See our guide on how to use your business plan to get funding.
Making your business investment ready
Your business also needs to be investment ready, which means providing:
- audited accounts for the past two years
- evidence of current performance
- profit-and-loss forecast for next year
- business bank statements for the past six months
- profiles of each partner or director in your business
See our guide on how to secure equity investment.
Data confidentiality
Once a VC investor firm has shown interest in your outline proposals, you can prepare a letter of confidentiality. This should be signed both by your business and the potential investors before you send them your full business plan.
Data confidentiality can be an important issue for smaller companies applying for investment, particularly where proposals contain details of commercially valuable products or strategies.

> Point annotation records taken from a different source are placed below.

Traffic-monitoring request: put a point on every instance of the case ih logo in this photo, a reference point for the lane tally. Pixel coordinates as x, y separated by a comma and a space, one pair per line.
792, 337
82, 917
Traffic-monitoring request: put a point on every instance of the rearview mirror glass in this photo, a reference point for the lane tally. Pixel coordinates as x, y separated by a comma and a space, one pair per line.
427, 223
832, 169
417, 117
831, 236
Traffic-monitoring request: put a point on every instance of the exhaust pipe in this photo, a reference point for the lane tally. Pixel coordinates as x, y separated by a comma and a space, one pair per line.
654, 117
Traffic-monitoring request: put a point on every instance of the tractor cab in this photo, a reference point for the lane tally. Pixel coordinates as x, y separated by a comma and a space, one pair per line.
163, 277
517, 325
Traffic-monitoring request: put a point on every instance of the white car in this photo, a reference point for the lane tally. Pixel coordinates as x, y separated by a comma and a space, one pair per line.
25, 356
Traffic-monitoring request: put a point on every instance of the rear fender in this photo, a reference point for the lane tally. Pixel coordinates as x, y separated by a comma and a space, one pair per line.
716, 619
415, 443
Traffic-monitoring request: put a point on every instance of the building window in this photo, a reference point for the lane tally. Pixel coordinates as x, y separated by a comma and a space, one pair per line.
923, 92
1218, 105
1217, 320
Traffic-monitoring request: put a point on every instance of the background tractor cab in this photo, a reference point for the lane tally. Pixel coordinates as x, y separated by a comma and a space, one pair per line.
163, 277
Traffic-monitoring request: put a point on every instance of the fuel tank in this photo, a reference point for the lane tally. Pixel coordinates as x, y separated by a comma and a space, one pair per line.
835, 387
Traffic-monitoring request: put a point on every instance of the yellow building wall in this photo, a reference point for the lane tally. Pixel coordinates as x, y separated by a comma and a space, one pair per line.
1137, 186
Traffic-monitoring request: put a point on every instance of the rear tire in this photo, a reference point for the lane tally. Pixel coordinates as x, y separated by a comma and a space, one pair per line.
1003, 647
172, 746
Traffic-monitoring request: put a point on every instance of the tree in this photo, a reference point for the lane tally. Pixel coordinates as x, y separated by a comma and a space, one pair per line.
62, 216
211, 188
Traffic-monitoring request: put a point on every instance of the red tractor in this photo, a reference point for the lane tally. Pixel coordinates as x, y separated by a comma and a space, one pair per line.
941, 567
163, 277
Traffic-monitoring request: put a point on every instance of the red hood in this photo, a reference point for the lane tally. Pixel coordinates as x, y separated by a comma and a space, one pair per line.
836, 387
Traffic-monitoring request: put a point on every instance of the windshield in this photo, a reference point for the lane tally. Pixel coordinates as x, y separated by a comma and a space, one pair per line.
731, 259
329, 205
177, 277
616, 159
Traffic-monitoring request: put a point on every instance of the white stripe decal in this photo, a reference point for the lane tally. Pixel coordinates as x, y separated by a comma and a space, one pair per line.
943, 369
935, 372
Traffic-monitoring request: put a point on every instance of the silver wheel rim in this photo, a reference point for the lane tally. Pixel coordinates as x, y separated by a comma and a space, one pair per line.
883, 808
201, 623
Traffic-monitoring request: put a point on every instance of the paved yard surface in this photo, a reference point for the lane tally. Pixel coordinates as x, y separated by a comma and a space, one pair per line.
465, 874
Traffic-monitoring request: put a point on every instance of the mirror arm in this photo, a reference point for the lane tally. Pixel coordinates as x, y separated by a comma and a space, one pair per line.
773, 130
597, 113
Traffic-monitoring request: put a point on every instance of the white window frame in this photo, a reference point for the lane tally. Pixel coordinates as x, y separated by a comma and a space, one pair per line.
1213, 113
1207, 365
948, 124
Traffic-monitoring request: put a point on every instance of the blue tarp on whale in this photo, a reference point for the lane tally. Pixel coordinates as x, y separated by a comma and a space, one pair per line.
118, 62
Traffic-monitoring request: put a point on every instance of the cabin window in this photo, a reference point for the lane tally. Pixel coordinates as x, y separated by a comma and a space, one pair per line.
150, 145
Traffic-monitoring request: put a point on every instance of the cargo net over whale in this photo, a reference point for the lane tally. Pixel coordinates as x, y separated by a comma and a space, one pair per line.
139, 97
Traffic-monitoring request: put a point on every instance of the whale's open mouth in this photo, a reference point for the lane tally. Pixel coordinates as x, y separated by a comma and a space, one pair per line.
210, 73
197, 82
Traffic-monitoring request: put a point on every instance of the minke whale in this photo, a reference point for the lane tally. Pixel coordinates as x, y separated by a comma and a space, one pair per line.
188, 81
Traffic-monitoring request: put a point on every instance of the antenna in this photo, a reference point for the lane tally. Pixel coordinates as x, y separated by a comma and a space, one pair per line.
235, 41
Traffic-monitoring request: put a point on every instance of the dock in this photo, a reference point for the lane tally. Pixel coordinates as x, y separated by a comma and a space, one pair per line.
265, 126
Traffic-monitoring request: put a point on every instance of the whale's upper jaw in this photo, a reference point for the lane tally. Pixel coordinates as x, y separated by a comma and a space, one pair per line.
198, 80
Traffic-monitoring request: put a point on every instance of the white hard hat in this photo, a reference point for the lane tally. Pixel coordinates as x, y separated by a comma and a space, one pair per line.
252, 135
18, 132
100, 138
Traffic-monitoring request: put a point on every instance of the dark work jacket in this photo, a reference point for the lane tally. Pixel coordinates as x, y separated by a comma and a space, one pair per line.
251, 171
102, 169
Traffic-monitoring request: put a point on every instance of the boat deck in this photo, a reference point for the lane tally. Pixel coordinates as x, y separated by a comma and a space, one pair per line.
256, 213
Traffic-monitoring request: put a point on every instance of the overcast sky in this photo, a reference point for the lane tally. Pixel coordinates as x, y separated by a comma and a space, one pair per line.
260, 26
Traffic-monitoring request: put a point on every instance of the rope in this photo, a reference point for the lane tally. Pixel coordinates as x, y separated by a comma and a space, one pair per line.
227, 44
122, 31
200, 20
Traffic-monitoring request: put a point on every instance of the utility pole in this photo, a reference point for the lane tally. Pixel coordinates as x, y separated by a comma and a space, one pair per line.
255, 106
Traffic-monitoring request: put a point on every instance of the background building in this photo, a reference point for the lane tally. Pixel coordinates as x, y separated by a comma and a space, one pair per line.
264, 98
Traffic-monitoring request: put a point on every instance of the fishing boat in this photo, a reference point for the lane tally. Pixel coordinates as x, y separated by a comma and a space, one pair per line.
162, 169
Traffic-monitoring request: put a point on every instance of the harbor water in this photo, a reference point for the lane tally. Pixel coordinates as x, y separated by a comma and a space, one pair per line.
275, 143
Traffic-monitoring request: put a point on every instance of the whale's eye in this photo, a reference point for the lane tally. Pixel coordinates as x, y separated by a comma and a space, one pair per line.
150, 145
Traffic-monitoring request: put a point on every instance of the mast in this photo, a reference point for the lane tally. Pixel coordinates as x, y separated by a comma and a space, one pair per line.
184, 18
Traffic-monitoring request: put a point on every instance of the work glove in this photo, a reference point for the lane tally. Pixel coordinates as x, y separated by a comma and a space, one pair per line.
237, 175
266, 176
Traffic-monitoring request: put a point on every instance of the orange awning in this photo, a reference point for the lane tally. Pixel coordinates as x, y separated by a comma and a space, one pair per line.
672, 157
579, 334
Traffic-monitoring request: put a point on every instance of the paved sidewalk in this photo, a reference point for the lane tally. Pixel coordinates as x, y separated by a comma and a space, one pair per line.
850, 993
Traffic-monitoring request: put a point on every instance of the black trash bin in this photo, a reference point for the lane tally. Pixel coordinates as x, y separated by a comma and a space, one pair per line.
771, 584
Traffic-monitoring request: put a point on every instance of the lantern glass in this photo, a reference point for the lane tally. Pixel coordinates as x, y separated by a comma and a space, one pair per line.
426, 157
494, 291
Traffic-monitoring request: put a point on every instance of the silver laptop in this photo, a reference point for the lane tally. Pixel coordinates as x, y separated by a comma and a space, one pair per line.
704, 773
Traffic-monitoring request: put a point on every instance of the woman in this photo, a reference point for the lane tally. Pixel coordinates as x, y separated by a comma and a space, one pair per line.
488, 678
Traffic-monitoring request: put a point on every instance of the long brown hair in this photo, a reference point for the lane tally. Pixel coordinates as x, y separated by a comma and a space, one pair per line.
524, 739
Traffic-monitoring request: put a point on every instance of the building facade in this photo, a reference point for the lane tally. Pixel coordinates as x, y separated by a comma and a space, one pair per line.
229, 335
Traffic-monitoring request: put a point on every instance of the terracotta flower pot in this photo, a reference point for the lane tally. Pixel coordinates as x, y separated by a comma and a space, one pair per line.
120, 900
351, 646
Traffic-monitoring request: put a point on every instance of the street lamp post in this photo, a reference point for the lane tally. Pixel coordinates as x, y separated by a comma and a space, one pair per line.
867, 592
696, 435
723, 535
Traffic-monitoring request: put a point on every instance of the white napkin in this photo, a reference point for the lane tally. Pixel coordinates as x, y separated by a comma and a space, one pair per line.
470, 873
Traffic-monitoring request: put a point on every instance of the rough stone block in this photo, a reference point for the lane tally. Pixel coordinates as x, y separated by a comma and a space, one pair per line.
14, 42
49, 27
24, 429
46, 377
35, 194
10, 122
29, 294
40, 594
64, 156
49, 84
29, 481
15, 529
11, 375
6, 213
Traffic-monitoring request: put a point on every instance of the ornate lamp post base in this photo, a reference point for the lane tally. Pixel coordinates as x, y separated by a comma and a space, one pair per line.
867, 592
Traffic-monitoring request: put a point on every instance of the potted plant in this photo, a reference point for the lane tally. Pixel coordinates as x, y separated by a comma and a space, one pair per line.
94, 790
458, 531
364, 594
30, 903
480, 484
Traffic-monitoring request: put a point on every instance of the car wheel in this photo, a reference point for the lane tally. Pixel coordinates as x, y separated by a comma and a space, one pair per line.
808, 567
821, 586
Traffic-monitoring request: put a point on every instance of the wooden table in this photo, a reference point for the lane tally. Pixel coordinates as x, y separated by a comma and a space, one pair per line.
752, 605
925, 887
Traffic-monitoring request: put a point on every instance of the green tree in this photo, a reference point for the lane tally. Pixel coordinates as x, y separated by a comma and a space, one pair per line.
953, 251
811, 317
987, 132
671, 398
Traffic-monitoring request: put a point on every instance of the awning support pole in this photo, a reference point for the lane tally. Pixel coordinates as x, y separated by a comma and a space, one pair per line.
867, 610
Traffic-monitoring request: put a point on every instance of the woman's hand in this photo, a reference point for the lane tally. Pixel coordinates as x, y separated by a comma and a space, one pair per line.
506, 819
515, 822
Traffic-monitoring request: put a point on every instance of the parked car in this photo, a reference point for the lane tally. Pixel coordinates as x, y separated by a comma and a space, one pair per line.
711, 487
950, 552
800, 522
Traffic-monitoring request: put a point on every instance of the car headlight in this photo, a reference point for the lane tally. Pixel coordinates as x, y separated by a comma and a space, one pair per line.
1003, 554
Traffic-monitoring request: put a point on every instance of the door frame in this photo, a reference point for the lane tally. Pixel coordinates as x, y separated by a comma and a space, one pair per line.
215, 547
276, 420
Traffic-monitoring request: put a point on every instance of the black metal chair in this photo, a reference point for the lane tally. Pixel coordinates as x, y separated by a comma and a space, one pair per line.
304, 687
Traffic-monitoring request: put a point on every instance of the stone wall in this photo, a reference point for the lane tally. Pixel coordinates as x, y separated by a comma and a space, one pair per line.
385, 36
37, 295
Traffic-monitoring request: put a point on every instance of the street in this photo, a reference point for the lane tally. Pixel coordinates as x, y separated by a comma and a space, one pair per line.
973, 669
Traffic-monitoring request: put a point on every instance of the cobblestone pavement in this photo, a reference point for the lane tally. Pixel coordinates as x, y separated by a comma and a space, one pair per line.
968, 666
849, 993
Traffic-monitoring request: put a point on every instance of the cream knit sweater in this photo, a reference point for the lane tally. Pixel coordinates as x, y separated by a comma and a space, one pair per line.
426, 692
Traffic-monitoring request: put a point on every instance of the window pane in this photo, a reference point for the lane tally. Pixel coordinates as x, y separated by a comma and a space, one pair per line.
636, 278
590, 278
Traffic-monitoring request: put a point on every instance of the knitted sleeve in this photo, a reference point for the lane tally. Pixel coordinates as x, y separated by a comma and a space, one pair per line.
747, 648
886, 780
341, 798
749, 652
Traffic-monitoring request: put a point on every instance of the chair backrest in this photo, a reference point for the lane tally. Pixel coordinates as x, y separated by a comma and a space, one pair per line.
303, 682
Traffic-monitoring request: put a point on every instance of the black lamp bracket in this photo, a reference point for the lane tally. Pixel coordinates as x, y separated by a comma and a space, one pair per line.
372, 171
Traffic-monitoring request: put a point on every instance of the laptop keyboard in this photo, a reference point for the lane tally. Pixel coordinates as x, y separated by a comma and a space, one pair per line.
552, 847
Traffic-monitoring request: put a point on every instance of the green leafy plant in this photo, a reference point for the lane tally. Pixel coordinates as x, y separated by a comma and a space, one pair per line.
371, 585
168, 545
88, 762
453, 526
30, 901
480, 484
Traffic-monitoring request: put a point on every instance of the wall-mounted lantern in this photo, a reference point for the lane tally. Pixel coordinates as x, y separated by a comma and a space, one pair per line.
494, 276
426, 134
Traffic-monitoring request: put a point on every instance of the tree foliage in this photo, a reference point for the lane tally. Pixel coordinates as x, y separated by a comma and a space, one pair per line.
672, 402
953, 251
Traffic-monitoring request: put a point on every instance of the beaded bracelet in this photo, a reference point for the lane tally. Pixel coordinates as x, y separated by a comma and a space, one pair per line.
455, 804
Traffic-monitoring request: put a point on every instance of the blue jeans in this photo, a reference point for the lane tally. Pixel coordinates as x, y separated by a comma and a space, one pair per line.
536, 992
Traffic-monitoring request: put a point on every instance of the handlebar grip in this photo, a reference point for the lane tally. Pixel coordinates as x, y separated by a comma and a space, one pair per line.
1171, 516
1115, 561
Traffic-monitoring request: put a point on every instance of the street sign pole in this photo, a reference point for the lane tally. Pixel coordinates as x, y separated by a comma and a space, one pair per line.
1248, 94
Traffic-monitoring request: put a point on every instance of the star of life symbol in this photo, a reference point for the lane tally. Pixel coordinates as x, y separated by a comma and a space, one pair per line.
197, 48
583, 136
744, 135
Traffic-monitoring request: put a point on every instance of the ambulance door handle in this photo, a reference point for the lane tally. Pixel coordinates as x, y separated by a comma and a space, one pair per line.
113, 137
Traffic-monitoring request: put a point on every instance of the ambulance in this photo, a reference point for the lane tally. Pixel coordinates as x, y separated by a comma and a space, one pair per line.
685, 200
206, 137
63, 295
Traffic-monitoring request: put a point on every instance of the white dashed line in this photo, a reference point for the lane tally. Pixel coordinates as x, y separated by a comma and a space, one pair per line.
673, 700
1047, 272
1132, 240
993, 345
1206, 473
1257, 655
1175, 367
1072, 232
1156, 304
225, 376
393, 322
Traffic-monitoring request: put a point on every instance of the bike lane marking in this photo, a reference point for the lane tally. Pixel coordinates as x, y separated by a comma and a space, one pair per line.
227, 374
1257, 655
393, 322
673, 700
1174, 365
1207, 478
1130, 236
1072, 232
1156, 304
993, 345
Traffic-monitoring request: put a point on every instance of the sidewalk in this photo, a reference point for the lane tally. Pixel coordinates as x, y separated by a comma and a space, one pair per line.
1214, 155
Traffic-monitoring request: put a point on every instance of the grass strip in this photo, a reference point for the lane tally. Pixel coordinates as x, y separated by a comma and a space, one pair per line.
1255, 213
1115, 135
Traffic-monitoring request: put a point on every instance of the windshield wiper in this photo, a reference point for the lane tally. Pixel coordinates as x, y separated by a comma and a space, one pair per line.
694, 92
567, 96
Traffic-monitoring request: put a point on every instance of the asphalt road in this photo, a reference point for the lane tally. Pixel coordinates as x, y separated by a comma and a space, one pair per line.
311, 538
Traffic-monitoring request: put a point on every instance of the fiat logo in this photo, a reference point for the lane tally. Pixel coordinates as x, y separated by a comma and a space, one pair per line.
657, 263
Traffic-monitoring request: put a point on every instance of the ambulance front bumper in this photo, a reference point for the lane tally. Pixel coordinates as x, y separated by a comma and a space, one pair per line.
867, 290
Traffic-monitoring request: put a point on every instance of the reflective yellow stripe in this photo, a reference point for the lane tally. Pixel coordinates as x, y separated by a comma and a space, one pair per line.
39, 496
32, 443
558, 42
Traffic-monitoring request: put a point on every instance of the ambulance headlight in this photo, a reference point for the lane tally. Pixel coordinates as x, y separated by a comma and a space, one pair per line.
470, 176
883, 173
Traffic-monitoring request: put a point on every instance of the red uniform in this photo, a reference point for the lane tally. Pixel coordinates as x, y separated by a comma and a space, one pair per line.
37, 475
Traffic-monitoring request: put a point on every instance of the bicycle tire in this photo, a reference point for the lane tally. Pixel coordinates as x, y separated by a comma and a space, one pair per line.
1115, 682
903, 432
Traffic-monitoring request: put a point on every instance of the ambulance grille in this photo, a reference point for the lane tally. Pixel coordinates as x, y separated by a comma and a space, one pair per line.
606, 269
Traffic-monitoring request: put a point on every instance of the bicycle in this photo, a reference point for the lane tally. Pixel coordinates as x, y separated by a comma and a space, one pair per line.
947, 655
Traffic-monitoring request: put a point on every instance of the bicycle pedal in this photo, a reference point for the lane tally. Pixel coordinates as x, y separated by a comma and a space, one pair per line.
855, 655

Negotiating a venture capital investment deal
Negotiations for investment with a private equity venture capital (VC) firm can last up to a year, and follow several key stages, from presenting your business plan to final negotiations and sign-off for the investment agreement.
Special advisers
Most companies seeking VC funding employ specialists to advise them on the various stages of the negotiation process. They can include:
- accountants – who can help you draw up and review your business plan
- legal and tax advisers – for legal planning and fiscal aspects of the deal
Your advisers should also be able to help you consider the wider aspects of the deal, such as how the fund managers work with other businesses, and whether they are likely to be a good fit with your company.
Presenting your business plan
Use your first meetings to try to decide whether you would feel comfortable working with the investors long term. You should also research the fund’s investment performance with similar companies, and how it operates.
After you present your business plan, the investor will decline your proposal, request more information, or ask for another meeting.
Initial negotiations
If they are happy with your outline proposals, the fund managers may offer you an initial memorandum. This is a programme of further negotiations, based on your business plan.
Issues considered at this stage include valuations of your business, and what role the board of directors will play.
The discussions will also cover the forms of finance to be used – usually a combination of equity and debt.
Company valuations
Price negotiations centre on the amount of equity you are prepared to give up in exchange for investment. The agreed price forms the basis of the fund’s return on investment.
Both you and your potential investors can use analytical tools to determine values.
Common valuation tools include:
- measuring discounted cashflows – comparing positive cashflows with risk-free investments such as a government bond, and building in a risk factor ‘discount’
- comparing your company to similar companies – eg in terms of profit, cashflow and turnover
- opportunity cost analysis – comparing the likely profitability of your proposal with that of investments with similar risks
Companies with intangible assets can be hard to value because they cannot easily be compared to other companies.
Offer letter
After agreeing a valuation, the fund will give you an offer letter, detailing its proposed investment. The document summarises the interim terms of the deal, subject to due diligence. Once you have accepted the letter, due diligence and final negotiations can take place.
Due diligence
Fund managers must ensure they have exercised due diligence before they invest in your company. This involves audits by lawyers and other consultants of both your company and your proposal.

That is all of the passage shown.